Conveying inconsolable anguish: Emma Suárez as the older Julieta.
The generous folds in a billowy crimson dress undulate like a beating heart in the virtuoso opening shot of Julieta, Spanish auteur Pedro Almodóvar’s mournful adaptation of three short stories written by Nobel Prize winner Alice Munro, each focusing on a woman named Juliet Henderson at different times in her life. Almodóvar’s seamless screenplay transposes Munro’s Canadian setting to his native country, and expands upon her Chekhovian narratives by linking them thematically through elements of grief, guilt, and loss.

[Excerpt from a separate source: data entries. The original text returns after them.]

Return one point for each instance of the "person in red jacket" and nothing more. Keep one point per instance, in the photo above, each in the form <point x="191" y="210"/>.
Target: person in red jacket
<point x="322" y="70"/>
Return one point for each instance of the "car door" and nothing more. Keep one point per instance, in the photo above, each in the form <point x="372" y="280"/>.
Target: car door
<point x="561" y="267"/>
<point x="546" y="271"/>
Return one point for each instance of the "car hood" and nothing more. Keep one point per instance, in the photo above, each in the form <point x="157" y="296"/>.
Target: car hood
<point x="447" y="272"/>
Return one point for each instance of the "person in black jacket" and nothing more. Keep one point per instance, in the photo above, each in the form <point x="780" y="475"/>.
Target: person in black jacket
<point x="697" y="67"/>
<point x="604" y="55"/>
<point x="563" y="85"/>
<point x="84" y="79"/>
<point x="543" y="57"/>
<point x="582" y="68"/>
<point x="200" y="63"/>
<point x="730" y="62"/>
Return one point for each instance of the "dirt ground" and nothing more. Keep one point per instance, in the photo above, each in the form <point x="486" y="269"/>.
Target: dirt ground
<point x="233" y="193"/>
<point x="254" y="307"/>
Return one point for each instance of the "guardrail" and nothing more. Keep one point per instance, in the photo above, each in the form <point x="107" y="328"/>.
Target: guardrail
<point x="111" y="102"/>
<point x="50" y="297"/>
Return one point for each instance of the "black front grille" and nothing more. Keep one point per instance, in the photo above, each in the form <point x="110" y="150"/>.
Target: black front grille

Like his humanist masterpiece All About My Mother, the film is a testament to the fortitude of maternal love. In sharp contrast to the earlier film, however, Julieta features no HIV-positive nuns, transsexual prostitutes, drug-addicted actresses or cross-dressing fathers orbiting its central female character, a classics literature instructor touched by tragedy three times over the course of the film’s 30-year span. Straightforward and yet emotionally complex, the film is Almodóvar’s most sobering work to date, a mystery about a daughter’s abandonment of her mother without explanation. The disciplined narrative of his 20th feature film is, in some ways, as shocking as the outrageous reactionary politics of his early post-Franco films, which exploded in a rainbow of candy-colored hues. Here, the recurring red-and-blue motif in the film’s design demonstrates a more tempered use of color to adorn a narrative steeped in sadness. One thing about this extremely talented artist: He never sees anything in just black-and-white.
Back in the heyday of the Hollywood studio, Julieta would have qualified as a “woman’s picture,” a female-centric melodrama with weepy overtones. Time and time again, Almodóvar has forged a simpatico connection with the actresses in his films, starting with his first muse, the unforgettable Carmen Maura. Here, he uses two women to play Julieta (an homage, no doubt, to fellow countryman Luis Buñuel’s sublime That Obscure Object of Desire): Adriana Ugarte, as the younger version of the character, and Emma Suárez, as the older version. Both are superb. The almost identical way in which each wears the character’s inconsolable anguish on her face is eerie. When Almodóvar transitions from the younger Julieta to the older to evoke the passage of time, using nothing more than a bath towel, you marvel at the assuredness of his simple technique. The conjuror may not perform (for now, at least) the outlandish tricks that once bedazzled us, but he’s still no less a man of magic.